Richard Miniter in the Forbes gets a bit of geography wrong when he says that a land route from India to Afghanistan will substitute for the Paki supply route. But otherwise, he has some suggestions on how to step on the Paki tail:
So it surprised nearly everyone when Mullen said the Haqqani Network, a terror group akin to al Qaeda that attacked the U.S. embassy in Kabul for 20 bloody and brutal hours on Sept. 13, was a “veritable arm of the ISI,” Pakistan’s military intelligence service. That means that Pakistan, who receives some $3.4 billion in military and civil aid from the United States, is using proxy groups to attack the United States.
The off-the-record briefing was even scarier. When the corpses of the militants who attacked the embassy were searched, cell phones were found. American intelligence determined that those phones had called leaders of the Haqqani terror group and, this part was jaw-dropping: high-ranking members of Pakistan’s ISI.
...
So what should the Obama administration do?
Shrink or end U.S. dependency on Pakistan as a supply line. Use our Central Asian allies to move more cargo by air and develop a supply line through India, which shares a border with Afghanistan. Yes, the land route through India would be far longer....
Direct the Voice of America to focus on corruption in Pakistan. Hard news reporting of payoffs to politicians and generals in Islamabad would electrify the opposition in Pakistan.
Stop selling military gear to Pakistan that it doesn’t need to fight terrorists. Why sell anti-submarine technology or anti-aircraft equipment or advanced avionics for jet fighters to Pakistan, when no terrorist outfit was a navy or an air force? Of course, this weaponry is designed to counter India, the world’s largest democracy and a friend to the United States. And much of this technology, like the wreck of the SEAL helicopter that crashed at bin Laden’s compound, is ultimately shared with China, which is not an American ally.
Call AT&T. Every month, the phone giant pays the government of Pakistan millions of dollars. Here’s how it works. Pakistan has to pay for access to AT&T’s satellites and undersea cables and AT&T pays for access to Pakistan’s phone network. Since roughly three times as many calls originate in America than they do in Pakistan, virtually every month AT&T owes Pakistan more than Pakistan owes AT&T. By executive order or congressional action, AT&T could be required to pay those funds into an escrow account in New York instead. The money would only be released on a monthly basis as Pakistan turns over named terrorists for trials in the United States or a place it designates. This amounts to bribing Pakistan with its own money, but it would work—especially if done in secret.

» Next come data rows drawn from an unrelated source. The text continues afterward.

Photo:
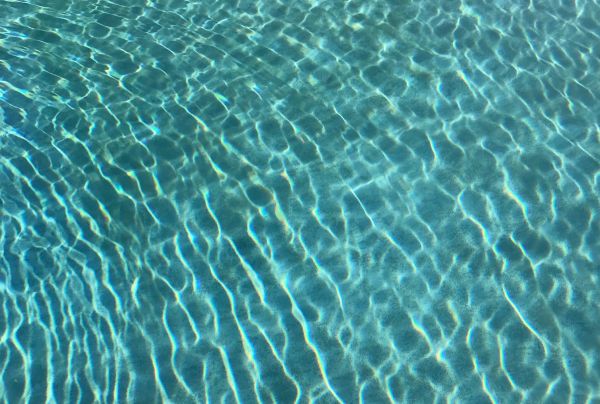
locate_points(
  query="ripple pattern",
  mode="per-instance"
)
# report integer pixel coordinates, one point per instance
(339, 201)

Something similar could be done with foreign aid as well as payments from Visa and Mastercard.
Inside the foreign policy bureaucracy, the complaint has long been that the relationship with Pakistan is “transactional, not strategic.” Attempts to transform the relationship have always failed—and no one tried harder than Admiral Mullen. Why not make it explicitly transactional and get value for our billions?
The off-the-record briefing was even scarier. When the corpses of the militants who attacked the embassy were searched, cell phones were found. American intelligence determined that those phones had called leaders of the Haqqani terror group and, this part was jaw-dropping: high-ranking members of Pakistan’s ISI.
If the Amir-khan is the all powerful sooper-dooper as claimed, few of these ISI afsars should meet their 72 or the relevant branches of the ISI offices would be hit by TTP/<insert org> soosai bombings..
If not, Amir-khan is just a richer( and more loudmouth) version of Dhimmi India....
sum wrote:
If the Amir-khan is the all powerful sooper-dooper as claimed, few of these ISI afsars should meet their 72 or the relevant branches of the ISI offices would be hit by TTP/<insert org> soosai bombings..
If not, Amir-khan is just a richer( and more loudmouth) version of Dhimmi India....
Obama, the weak president, will not be taking any risky decision before the election is over unless Pakistan acts really stupid and he is forced to act.
jrjrao wrote:Richard Miniter in the Forbes gets a bit of geography wrong when he says that a land route from India to Afghanistan will substitute for the Paki supply route. But otherwise, he has some suggestions on how to step on the Paki tail:
Perhaps he's been looking at a map of India from an official Indian source, where Kashmir does indeed share some border with Afghanistan.
How about a story that the Paki Generals and top ISI afsars on trips to China, eat a certain Chinese staple food, a few photos of afsars will drinks, women and eating that type of Staple food would rankle the faithfool.
A few paid Mullahs can then broadcast this in Pakistan and have debates on this?
The Pork eating in China is not a threat to the TSP jernails as it will allow them to claim that the pork eating was necessary in order to bring the PRC on the side of the TSP in the fight against the Kaffir India. More over, when the Kaffir PRC and Kaffir India fight. The Kaffir population of the world will be reduced.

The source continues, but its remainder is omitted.